Setting Up UUCP
For the stand-alone system under discussion, smail is best run as a daemon all by itself. Make sure this entry appears in etc/services:
smtp 25/tcp #Simple Mail Transfer Protocol
This will specify port 25 for SMTP connections, which the mail transport agent (MTA) will use for delivery.
Run smail as a daemon by having a system startup script run the following:
/path_to_smail/smail -bd -q10m
The -bd option causes smail to run as a daemon; -q10m tells it to process the message queue every 10 minutes. If you do light mailing (or do a lot during a solid block of time), consider increasing this, perhaps to two hours or more with a command line option like -q2h. When a connection to the SMTP port is detected (such as when UUCP hands off the latest batch of local mail), smail will fork and handle the SMTP connection.
When smail gets a wake-up call from a mailer (like rmail, for incoming UUCP deliveries, or elm, for outgoing messages), it looks in the file /etc/smail/routers to see what to do with the message. Here's my file:
# /etc/smail/routers
smart_host:
driver=smarthost,#What do I do with nonlocal mail?
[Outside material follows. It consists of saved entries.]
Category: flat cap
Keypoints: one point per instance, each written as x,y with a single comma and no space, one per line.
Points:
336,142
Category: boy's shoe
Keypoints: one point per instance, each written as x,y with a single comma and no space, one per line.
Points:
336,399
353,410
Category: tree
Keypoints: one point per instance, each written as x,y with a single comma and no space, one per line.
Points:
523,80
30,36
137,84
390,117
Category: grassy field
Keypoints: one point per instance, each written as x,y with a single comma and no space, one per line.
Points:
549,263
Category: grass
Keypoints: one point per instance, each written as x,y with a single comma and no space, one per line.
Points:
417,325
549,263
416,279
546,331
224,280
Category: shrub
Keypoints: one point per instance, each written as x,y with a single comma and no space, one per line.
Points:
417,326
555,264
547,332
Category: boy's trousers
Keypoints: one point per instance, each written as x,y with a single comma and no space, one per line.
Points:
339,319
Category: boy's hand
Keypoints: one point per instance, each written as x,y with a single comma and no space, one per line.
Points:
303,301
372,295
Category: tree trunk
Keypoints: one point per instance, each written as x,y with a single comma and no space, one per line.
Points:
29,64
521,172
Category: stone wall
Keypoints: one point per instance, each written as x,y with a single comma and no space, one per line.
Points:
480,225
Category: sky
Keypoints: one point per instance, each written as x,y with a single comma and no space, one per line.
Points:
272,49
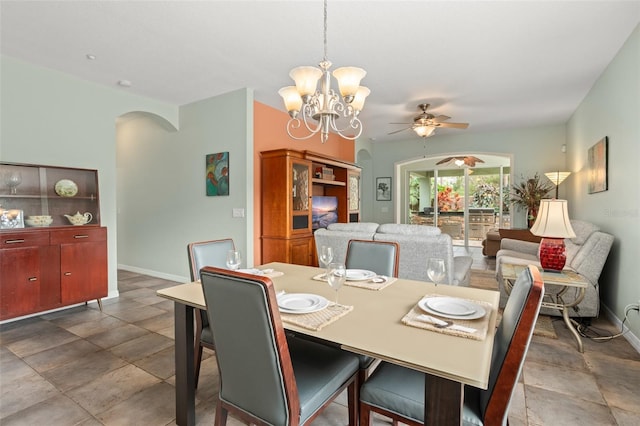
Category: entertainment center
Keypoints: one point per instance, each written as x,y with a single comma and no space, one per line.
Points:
299,192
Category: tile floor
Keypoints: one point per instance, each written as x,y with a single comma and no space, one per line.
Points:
81,366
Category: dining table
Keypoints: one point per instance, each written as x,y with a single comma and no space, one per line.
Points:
374,325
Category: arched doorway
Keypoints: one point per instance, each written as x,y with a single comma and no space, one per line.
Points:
463,197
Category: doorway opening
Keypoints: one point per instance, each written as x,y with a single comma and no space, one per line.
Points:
465,199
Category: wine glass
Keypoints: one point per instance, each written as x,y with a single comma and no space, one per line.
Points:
435,270
234,259
12,180
326,255
336,276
transport=uux; # Deliver it via UUCP-path
# to the machine specified with the
# smart_path option in ./config
Upon receiving a message intended for a non-local address, smail checks this file. It sees it is to use the smart_host, which is defined in /etc/smail/config as sloth, the ISP's machine. The message is to be forwarded to sloth using the transport option, which is set to uux. uux is another program in the UUCP suite that queues the message with instructions to run mail in the UUCP spool to await the next UUCP connection.
Local mail is handled partially by an entry in the /etc/smail/directors file. The purpose of the directors file is to tell smail about some of the special options available locally, such as aliasing, forwarding to another user or to a pipe, or just about anything else you could set up. (Mailing lists on a two-user machine, anyone?) I've cut all but the entries which handle .forward files and the generic “What to do if we have a user who just wants his mail spooled?” scenario. Read the /etc/smail/config.linux/directors file for full gory detail:
# /etc/smail/directors dotforward: # general-purpose forwarding director driver = forwardfile, # problems go to the site mail admin owner = Postmaster, nobody, # sender never removed from expansion sender_okay; # .forward file in home directories file = ~/.forward, # the user can own this file checkowner, # or root can own the file owners = root, # it should not be globally writable modemask = 002, # don't run things as root or daemon caution = daemon:root, # be extra careful of remotely accessible home # directories unsecure = "~uucp:~nuucp:/tmp:/usr/tmp" # user - match users on the local host with # delivery to their mailboxes user: # driver to match usernames driver = user; # local transport goes to mailboxes transport = local
Once a delivery option is matched in directors, the transports file is searched to see what, if any, special options that particular delivery mode requires. For the trimmed directors file above, the corresponding transports file would be:
# /etc/smail/transports
# append message to a file
local: driver=appendfile,
# include a Return-Path: field
return_path,
# supply a From_ envelope line
from,
# insert > before From in body
unix_from_hack,
# comment out the above line for
# MMDF mailbox format and for
# use with the Content-Length
# header fields.
# use local forms for delivery
local;
# location of mailbox files
file=/var/spool/mail/${lc:user},
# group to own file for System V
group=mail,
# For BSD: only the user can
# read and write file
mode=0600,
# append an extra newline
suffix="
",
# notify comsat daemon of delivery
notify_comsat,
Note that there is no transport for the forwarding option. This is
compiled into smail to send the message on to the forwarding
address, with a few extra headers. Forwarding to a non-local
address would send the message off to the UUCP queue for the next
phone call.
Now that you've set up smail to wait for UUCP to deliver mail from the outside world and to send mail to UUCP for transfer from your machine, you need to tell UUCP when to transfer files. This is most easily done via a crontab entry. Create it by typing su uucp, then typing crontab -e. The resulting file should look something like this:
# Call for transfers
25 0,9,11,13,15,17,18-23 * * *
/usr/sbin/uucico -s sloth
# Trim logfile
35 03 * * * find /var/log/uucp
-size +16k -exec cp /dev/null {} ;
The first line calls sloth every few hours during the day and hourly through prime time. Every afternoon it trims UUCP's logfile, which can grow spectacularly with frequent transfers.